Modin scalability issues

hi all,
I am evaluating modin and I am trying to test the scalability (strong scaling).

Following is a snippet of the code.

r = 100* 10**6
it = 5

import ray
ray.init(address='v-001:6379', _redis_password=RAY_PW, _node_ip_address='v-001')	

frame_data = np.random.randint(0, r, size=(r, 2)) 
frame_data1 = np.random.randint(0, r, size=(r, 2)) 

os.environ["MODIN_ENGINE"] = "ray"  
import modin.pandas as pd

for i in range(it):

    df_l = pd.DataFrame(frame_data).add_prefix("col")
    df_r = pd.DataFrame(frame_data1).add_prefix("col")
    print(f"data loaded", flush=True)

    t1 = time.time()
    out = df_l.merge(df_r, on='col0', how='inner')
    t2 = time.time()

    print(f"timings {r} {i} {(t2 - t1) * 1000:.0f} ms, {out.shape[0]}", flush=True)

    del df_l 
    del df_r
    del out 

I have been running this while varying the number of CPUs in the ray cluster. I have a 10 node cluster with 16 CPUs each. So, I am testing for 1, 2, 4, …, 128, 160 CPUs (each time the entire cluster has been stopped and restarted with new configuration).

For 100M rows, following are the average timings I got (discarding the 0th iteration).

world AVERAGE of time (ms)
1 48879.18562
2 42504.13573
4 38960.01136
8 43442.16764
16 45417.99891
32 47339.0817
64 45241.66238
128 48524.96344
160 52743.6024

It looks like I might be doing something wrong here, because I couldn’t get any speed up, while adding more resources for the operation.

I tried assigning NPartitions the same as number of CPUs in the cluster. But that didn’t help as well.

import modin.config

I am wondering what I am missing here?

Thanks in advance

Hi @nirandaperera, thanks for posting the details of your benchmark!

I see a couple of reasons the numbers might work out this way. For a 2-column dataframe, with 100M rows, that’s O(1.6GB) each, so I’m not sure you’re saturating the CPUs. You will probably need more complex data and a bit more of it. Can I suggest a file from the NYC Taxi dataset? TLC Trip Record Data - TLC

Part of the problem with no scaling is happening because the data is coming from a numpy array. We use ray.put to put data into the Ray object store, and that data doesn’t actually get sent to another node, which is a Ray-ism. Effectively what’s happening in the benchmark is that all of the data is staying on the head node (from what I can see), which should help explain your numbers being mostly unchanged from 1-N CPUs.

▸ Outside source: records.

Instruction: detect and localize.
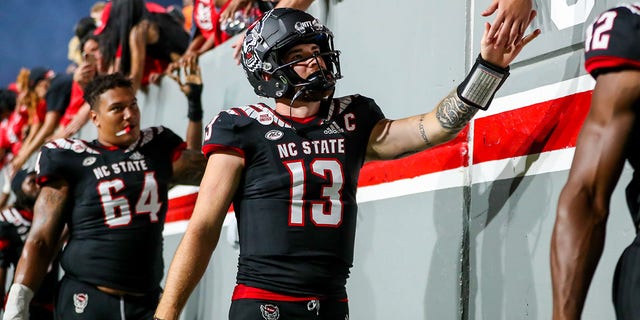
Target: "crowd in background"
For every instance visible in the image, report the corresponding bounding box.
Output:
[0,0,296,207]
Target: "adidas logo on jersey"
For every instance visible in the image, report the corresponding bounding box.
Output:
[324,121,344,134]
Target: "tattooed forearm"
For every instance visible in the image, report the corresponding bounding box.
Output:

Another issue likely happening here is that Modin is probably doing a broadcast join. We have plans to implement a generic shuffle join in the near future, and we have active development on a generic shuffling mechanism.

Does that make sense?

Edit: order of magnitude.

Thank you for the response.

I didn’t know about the issue with Ray object store. In that scenario, how can we distribute a dataset then? Wouldn’t Ray object store handle the modin.config.NPartitions param? Can you point me to an example where we could distribute a dataset over N nodes?

Nevertheless, I am guessing the merge operation wouldn’t scale very well with a broadcast join (unless the broadcasted table is very small compared to the other). Is there a timeline for the shuffle join feature?

Hi @nirandaperera , I had left a comment in the issue of the Github repo as didn’t see the discussion here.

No, that is a Modin parameter that only specifies how many partitions to use for a Modin dataframe along each axis.

Not sure that there is such a mechanism in Ray. @devin-petersohn , any thoughts?

If you can read the data from a file on S3 or some NFS, Modin will be able to tell Ray how to distribute the workload.